An electric field applied to a quartz crystal causes a mechanical displacement and vice versa. Thus it is electromechanical transducer. The electrical equivalent circuit for a quartz crystal contains series LCR circuits that represent resonant modes of the XTAL. And here L, C, R are the electrical equivalents to the inertia, stiffness and internal losses of the mechanical vibrating system. That's why the Q value of the motional arm as compared to the LC circuit is extremely high.

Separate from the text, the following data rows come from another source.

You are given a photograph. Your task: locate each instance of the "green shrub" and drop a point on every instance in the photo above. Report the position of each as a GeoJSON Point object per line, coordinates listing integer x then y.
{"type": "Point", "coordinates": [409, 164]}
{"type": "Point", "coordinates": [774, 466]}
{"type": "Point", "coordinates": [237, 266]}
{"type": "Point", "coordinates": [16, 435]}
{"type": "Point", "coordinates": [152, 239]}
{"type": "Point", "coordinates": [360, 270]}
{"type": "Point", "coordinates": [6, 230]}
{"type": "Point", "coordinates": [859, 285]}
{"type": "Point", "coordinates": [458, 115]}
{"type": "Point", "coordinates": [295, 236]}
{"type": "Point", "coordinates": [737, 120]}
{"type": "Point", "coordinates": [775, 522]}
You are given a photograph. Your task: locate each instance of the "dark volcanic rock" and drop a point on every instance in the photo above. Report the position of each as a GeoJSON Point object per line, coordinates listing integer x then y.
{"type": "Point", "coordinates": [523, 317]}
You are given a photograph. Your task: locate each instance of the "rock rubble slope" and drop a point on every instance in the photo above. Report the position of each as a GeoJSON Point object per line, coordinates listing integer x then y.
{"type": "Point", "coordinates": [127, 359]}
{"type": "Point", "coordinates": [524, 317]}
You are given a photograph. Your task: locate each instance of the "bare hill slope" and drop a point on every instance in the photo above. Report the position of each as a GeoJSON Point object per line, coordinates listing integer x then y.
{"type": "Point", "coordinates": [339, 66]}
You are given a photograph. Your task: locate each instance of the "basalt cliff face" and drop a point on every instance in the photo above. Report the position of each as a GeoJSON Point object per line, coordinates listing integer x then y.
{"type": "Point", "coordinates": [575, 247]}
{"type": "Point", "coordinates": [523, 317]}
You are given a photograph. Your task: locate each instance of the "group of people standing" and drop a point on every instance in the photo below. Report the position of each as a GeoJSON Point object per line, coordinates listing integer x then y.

In physics and engineering the quality factor or Q factor is a dimensionless parameter that describes how under-damped an oscillator or resonator is, or equivalently, characterizes a resonator's bandwidth relative to its center frequency. Higher Q indicates a lower rate of energy loss relative to the stored energy of the oscillator;

Q factor - Wikipedia, the free encyclopedia

Crystal oscillator - Wikipedia, the free encyclopedia
 
So the thing is that there are no real L,C,R but an QO just acts like they were there? And real inductance (such high with small loses) simply doesn't exist so it can't be anywhere near to QO in terms of quality, yeah? Is it that simple :)?

Another thing:
There is a LC circuit with no L,C given. We have only f0 = 1MHz and Q0=20. That would be easy, but there is a load connected - RL = 50kOHM. We have to obtain frequencies for which impedance of this circuit loose 3dB to its maximal value

So i've tried pretty much everything but still i can't find out how to use this RL given while there is no L or C given!
 

Remember , that in fact the crystals are mechanical elements , ( not electrical ) . if crystals are electrical , those specifications are impossible . for example , do you know about mechanical SSB filters ( with pretty high Q and narrow band )
Best Lucks
Goldsmith
 

The Anthropic Principle

We use Quartz because it has the property of a high Q which is an ideal property for an oscillator. Otherwise we would look for a better material with a higher Q.
Effectively, the high Q is a result of the narrow bandwidth of the resonant frequency at which Quartz vibrates when subjected to electric current or vise versa.
The resonant frequency is a result of the properties of the elasticity in the molecular bonds of the material.
So, the high Q can be attributed to the properties of the molecular bonds and most likely to the high purity of the molecules and the repetitive and constant patterns in crystal materials.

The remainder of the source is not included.